A) Too little dopamine; too much dopamine
B) Too much dopamine; too little dopamine
C) Too little dopamine; too much serotonin
D) Too much serotonin; too much dopamine
Answer: A) Too little dopamine; too much dopamine
A main function of the medulla is to
A) regulate the functioning of the pons.
B) control sleep and dreaming.
C) coordinate fine motor movement in the fingers and face.
D) control automatic functions such as respiration and heart rate.

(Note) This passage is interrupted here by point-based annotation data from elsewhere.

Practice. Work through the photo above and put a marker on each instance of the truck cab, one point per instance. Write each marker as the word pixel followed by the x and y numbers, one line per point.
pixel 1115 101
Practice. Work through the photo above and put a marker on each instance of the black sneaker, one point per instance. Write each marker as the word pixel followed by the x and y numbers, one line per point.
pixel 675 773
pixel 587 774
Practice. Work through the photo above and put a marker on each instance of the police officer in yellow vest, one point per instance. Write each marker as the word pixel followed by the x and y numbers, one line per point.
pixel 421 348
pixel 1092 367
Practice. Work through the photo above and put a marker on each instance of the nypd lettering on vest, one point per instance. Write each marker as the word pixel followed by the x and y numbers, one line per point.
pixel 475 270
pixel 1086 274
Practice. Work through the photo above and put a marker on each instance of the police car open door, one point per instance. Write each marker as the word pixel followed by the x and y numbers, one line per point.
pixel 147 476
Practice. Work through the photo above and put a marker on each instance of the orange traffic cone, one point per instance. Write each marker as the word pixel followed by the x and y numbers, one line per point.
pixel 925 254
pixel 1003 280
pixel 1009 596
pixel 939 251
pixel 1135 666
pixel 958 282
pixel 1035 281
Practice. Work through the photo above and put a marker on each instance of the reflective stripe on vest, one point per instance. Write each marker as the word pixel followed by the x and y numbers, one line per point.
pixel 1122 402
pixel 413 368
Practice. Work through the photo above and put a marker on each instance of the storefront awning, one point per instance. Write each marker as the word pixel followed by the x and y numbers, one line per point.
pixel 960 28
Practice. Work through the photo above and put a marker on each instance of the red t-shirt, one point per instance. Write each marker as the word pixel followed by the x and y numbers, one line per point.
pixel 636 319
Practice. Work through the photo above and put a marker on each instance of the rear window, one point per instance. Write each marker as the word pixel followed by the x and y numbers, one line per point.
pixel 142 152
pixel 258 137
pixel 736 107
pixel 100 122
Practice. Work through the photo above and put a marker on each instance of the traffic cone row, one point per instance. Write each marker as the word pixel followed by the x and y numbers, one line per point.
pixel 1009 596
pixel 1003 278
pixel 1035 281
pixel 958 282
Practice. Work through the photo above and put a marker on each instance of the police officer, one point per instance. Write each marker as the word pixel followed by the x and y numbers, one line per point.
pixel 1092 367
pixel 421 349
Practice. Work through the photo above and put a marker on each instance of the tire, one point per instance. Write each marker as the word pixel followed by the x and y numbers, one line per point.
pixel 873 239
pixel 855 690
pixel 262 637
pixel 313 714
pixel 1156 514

Answer: D) Control automatic functions such as respiration and heart rate.
Messages from the eyes are relayed to the visual cortex through the ________ of the ________.

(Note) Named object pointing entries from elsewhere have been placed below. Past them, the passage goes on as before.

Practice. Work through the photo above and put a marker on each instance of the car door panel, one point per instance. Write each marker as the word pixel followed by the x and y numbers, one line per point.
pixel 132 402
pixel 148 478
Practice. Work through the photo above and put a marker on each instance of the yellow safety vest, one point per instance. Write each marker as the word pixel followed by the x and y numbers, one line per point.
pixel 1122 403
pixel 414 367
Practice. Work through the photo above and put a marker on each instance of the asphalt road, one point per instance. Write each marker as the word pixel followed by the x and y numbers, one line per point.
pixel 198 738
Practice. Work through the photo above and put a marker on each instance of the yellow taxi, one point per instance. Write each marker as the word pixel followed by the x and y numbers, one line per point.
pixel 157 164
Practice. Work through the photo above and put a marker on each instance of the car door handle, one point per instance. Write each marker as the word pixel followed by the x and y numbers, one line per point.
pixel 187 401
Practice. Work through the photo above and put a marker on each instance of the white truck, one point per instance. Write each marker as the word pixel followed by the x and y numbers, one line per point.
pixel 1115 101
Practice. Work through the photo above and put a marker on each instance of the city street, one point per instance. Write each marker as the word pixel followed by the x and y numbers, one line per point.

A) medial geniculate nucleus; hypothalamus
B) lateral geniculate nucleus; thalamus
C) lateral geniculate nucleus; striatum
D) medial geniculate nucleus; thalamus
Answer: B) lateral geniculate nucleus; thalamus
Which of the following reflects the correct order for the structure of a neuron?
A) cell body — dendrite — terminal button — axon
B) terminal button — dendrite — cell body — axon
C) axon — cell body — terminal button — dendrite
D) dendrite — cell body — axon — terminal button
Answer: D) dendrite- cell body- axon- terminal button
________ is to into the brain as ________ is to away from the brain.
A) Sensory; autonomic
B) Autonomic; sensory
C) Afferent; efferent
D) Efferent; afferent
Answer: C) Afferent; efferent
The gap between two neurons where neurotransmission takes place is called the
A) terminal gap.
B) neurochemical gap.
C) synapse.
D) terminal cleft.
Answer: C) synapse
The frontal, parietal, temporal, and occipital lobes make up the
A) subcortical area of the brain.
B) association areas of the brain.
C) reticular formation.
D) cerebral cortex.
Answer: D) cerebral cortex
An action potential is generated
A) in the cell body.
B) in the axon.
C) at the point where the axon leaves the cell body.
D) in the dendrites.
Answer: C) at the point where the axon leaves the cell body.
This structure, which is part of the hindbrain, is involved in respiration, movement, waking, sleep, and dreaming.
Incorrect Response
A) reticular formation
B) medulla
C) cerebellum
D) pons
Answer: D) pons
The Nodes of Ranvier are
A) regularly spaced gaps of unmyelinated portions of an axon.
B) fluid-filled sacs containing neurotransmitters.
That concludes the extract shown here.